Il n’avait eu aucune raison de ne pas revenir, alors il était revenu. Le lendemain, à 18h00, après avoir soigneusement dit aux enfants de rester sages pendant son absence. Qu’elle durait longtemps ou pas, il n’était pas inquiet. Eden rentrait tous les jours à 18h30. A cet instant, Lun avait lu, le message de Hana, et il avait réagi, vivement. Il le regrettait un peu, sans vraiment le regretter. On ne peut pas changer ce qui a été. Ethan le méritait ! Ethan méritait tous les enfers du monde. Et Jun, tous les paradis. Un couple bien assorti. Un couple. Amère pensée. Le plus cynique là-dedans, c’était de savoir qu’il avait manqué d’être avec les deux, pour n’être avec aucun. Et ça n’avait pas la moindre importance, aujourd’hui. Tout ça, c’était loin. Loin de ses pensées actuelles. L’Amour, ce sentiment superficiel, qui nous rend si égoïste. Lun voulait bien leurs laisser. Il ne pouvait par contre, pas pardonner, à Ethan d’avoir jouit de Jun dans le même lit où il l’avait sans doute prit également. Il n’était pas un mouchoir, un préservatif, un paquet de nouilles chinoises. Il n’était pas là pour qu’on se vide et qu’on l’oublie.
Que s’était-il passé ? Comment en était-il arrivé à coucher avec Ethan Matthews, l’être le plus répugnant de la terre, désormais, à ses yeux ? Ce connard, qui pendant des jours s’étaient amusés à lier une relation amicale et légèrement ambiguës entre eux pour finalement, le baiser : le jour-même où il avait été retrouvé, visiblement après un suicide. Selon Eden, c’était sans doute ça. Mais Eden ne lui disait pas tout, et ça Lun le savait. Lun savait parfaitement qu’il avait oublié des détails, sauf que justement : comme il les avait oublié, il ne savait pas ce qu’ils étaient. Et, parmi : Pourquoi Ethan ?

Par contre, il n’avait pas oublié sa relation avec Jun.

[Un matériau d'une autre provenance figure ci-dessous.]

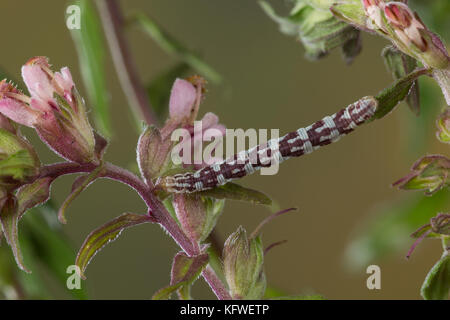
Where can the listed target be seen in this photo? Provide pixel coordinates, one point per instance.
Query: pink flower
(184, 104)
(55, 109)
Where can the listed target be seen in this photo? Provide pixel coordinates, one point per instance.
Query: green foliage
(234, 191)
(105, 234)
(173, 47)
(437, 282)
(185, 270)
(388, 229)
(318, 30)
(90, 47)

Cela aurait difficile. Du bar où il se voyait, à la chambre d’hôtel juste au-dessus, des crises, aux larmes, aux rires, tout lui revenait comme une vague. Toutefois, Lun n’était pas en train de se dire : j’aimerais récupérer Jun. Non. Il se disait : j’aurais aimé, que ça se passe différemment.

Jun n’était pas sa propriété et Lun savait parfaitement que rien ne pourrait remplacer le sentiment qui existait entre eux. Jun en couple, ou non, ils étaient amis au-delà de tout cela. Enfin, cela Lun l’espérait. Quant à l’amour. De toute façon …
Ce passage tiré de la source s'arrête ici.